Today I finally got around to use Automator, and make one of the command line scripts I have been running for ages a little easier to use.
The problem I have been trying to solve is the fact that the PDF files that a Mac creates are normally of very high quality and hence large. If you just want to send someone a document for reading on screen, a much smaller PDF file would do. The open source package “ghostscript” has a tool called ps2pdf that can be (ab)used to adjust the size of components for PDF files. I installed this in /opt/local/bin using the “macports” software.
To make it possible to do the PDF-shrinking from the Finder, I started automator, and made a new “Service”. I instructed it to use PDF files, and only in the Finder. In the workflow, I added a “run shell script” step. The system passes the files as arguments to this script.

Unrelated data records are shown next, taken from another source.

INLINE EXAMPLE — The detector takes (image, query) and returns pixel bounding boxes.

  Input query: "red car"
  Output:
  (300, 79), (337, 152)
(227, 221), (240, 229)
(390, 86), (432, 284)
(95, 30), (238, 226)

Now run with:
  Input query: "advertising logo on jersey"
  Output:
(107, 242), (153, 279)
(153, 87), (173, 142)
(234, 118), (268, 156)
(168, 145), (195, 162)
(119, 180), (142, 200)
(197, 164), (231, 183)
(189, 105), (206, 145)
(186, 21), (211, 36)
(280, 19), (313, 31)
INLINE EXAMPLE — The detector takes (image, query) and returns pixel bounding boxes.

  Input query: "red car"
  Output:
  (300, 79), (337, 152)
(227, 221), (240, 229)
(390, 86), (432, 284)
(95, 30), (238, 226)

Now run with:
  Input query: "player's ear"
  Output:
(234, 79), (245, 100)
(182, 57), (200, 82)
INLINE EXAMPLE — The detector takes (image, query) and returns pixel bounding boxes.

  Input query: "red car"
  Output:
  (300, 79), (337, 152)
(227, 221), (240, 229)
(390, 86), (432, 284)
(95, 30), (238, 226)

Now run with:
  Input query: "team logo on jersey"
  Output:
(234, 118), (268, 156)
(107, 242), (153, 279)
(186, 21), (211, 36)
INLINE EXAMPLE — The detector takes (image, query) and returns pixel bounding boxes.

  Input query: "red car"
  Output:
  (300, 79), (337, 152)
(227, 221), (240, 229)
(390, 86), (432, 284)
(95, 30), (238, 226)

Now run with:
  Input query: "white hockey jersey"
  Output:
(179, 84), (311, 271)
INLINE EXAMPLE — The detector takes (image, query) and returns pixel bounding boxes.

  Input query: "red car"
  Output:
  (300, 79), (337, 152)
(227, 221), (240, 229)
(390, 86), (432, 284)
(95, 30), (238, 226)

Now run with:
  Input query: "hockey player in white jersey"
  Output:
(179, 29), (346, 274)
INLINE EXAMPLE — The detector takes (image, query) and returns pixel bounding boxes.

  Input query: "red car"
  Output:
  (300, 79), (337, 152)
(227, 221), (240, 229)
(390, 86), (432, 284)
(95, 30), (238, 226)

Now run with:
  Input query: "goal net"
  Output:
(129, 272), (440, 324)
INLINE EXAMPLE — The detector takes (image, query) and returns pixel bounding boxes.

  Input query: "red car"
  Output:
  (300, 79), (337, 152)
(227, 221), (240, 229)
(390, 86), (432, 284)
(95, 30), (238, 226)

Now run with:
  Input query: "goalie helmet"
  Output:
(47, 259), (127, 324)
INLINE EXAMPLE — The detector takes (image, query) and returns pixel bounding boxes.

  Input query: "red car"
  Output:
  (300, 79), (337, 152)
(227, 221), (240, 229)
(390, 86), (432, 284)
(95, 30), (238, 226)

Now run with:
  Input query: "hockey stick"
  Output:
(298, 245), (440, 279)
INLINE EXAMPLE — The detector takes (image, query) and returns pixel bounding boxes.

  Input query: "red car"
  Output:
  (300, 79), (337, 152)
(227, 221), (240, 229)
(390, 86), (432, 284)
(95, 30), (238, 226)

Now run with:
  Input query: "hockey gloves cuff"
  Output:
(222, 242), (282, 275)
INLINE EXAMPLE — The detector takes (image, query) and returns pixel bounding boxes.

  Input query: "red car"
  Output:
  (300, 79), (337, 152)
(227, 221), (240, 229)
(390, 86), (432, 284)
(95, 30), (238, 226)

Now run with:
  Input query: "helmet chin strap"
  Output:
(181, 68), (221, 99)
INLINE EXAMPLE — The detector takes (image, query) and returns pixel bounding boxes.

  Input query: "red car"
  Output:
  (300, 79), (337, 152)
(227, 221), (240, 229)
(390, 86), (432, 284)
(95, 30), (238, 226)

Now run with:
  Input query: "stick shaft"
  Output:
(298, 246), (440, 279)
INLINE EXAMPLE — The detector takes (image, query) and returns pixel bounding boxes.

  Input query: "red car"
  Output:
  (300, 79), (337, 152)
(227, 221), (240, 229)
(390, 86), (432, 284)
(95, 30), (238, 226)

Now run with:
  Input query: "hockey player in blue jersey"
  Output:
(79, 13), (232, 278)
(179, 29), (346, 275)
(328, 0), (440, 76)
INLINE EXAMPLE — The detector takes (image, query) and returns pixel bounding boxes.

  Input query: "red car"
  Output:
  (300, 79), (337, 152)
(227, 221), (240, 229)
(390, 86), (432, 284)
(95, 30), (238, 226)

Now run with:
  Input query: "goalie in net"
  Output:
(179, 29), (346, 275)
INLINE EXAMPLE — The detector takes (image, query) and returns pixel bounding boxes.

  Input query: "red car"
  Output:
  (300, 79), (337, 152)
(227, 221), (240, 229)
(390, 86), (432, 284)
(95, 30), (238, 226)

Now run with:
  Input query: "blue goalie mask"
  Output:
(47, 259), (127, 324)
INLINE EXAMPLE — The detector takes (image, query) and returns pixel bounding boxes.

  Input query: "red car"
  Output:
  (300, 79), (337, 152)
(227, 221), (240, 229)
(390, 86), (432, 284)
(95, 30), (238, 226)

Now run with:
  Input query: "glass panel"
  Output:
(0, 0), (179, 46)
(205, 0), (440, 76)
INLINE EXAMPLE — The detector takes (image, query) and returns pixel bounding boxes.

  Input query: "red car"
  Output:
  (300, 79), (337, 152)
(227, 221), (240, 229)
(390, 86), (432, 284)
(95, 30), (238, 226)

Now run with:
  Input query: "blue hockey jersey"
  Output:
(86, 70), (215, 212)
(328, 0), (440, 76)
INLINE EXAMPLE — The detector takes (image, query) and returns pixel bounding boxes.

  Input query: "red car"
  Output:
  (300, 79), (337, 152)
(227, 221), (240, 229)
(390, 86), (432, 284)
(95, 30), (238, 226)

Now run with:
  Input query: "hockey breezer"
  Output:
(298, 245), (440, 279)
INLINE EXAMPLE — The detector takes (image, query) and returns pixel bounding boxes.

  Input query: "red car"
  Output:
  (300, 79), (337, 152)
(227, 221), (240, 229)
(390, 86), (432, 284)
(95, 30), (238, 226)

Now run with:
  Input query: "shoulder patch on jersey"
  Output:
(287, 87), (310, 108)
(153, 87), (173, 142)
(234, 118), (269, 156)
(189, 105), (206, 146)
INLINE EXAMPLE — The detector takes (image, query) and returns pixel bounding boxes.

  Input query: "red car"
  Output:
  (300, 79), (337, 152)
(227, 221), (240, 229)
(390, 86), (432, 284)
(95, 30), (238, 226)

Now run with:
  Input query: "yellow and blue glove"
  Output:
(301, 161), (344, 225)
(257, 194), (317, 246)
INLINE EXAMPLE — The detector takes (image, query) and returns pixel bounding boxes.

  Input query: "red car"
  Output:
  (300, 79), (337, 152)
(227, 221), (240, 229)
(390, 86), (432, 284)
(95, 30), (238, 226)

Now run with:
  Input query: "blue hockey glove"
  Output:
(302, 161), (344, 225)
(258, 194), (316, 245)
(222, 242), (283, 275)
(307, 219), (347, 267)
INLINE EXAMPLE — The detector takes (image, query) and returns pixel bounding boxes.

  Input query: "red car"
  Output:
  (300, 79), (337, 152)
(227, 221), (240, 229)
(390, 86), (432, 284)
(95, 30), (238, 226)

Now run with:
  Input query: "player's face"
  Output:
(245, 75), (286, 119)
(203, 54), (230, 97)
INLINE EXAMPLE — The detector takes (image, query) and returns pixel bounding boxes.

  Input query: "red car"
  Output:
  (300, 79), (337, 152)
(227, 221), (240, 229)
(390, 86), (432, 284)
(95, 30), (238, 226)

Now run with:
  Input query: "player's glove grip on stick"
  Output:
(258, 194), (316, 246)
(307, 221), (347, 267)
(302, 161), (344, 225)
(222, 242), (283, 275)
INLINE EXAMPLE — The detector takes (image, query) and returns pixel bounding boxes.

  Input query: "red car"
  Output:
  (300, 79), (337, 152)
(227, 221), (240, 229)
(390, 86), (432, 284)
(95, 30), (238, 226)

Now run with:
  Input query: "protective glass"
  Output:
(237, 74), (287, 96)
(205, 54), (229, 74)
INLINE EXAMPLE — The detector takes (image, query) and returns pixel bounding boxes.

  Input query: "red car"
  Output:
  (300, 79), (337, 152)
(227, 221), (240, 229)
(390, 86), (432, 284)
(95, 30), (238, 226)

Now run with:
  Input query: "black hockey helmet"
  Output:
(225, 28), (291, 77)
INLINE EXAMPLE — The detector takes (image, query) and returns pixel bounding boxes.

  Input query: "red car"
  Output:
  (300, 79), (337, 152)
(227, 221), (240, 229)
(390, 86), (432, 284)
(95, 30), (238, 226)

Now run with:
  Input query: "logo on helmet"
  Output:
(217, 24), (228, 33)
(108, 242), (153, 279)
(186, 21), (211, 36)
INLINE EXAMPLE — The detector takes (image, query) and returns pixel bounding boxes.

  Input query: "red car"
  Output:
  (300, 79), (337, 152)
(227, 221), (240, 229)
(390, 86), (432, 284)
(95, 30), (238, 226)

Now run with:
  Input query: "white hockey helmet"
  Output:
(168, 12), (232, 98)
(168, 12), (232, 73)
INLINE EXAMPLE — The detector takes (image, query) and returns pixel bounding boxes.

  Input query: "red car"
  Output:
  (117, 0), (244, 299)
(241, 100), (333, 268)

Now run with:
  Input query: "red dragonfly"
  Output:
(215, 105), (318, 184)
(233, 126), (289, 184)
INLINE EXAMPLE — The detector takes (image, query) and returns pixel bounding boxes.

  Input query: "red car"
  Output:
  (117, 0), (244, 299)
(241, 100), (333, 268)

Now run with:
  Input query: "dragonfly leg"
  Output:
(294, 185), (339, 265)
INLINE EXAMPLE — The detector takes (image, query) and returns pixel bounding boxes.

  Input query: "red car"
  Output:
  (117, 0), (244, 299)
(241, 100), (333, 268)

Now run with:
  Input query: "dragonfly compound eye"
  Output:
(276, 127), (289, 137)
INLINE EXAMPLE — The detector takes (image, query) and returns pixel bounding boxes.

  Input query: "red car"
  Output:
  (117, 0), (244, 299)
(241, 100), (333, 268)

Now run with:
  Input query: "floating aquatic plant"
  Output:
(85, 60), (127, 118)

The contents of the script are:
export PATH=$PATH:/opt/local/bin
for f in "$@"
do
echo "$f"
d=`dirname "$f"`
cd "$d"
b=`basename "$f"`
ps2pdf -dPDFSETTINGS=/ebook "$b"
# Choose /screen for even smaller PDF, or
# /printer /prepress or /default for successively larger
if [ -f "$b".pdf ]; then
mv "$b" "$b".old
mv "$b".pdf "$b"
else
echo "Apparently conversion failed"
fi
done
I saved this as the service named “Small PDF”, and Done!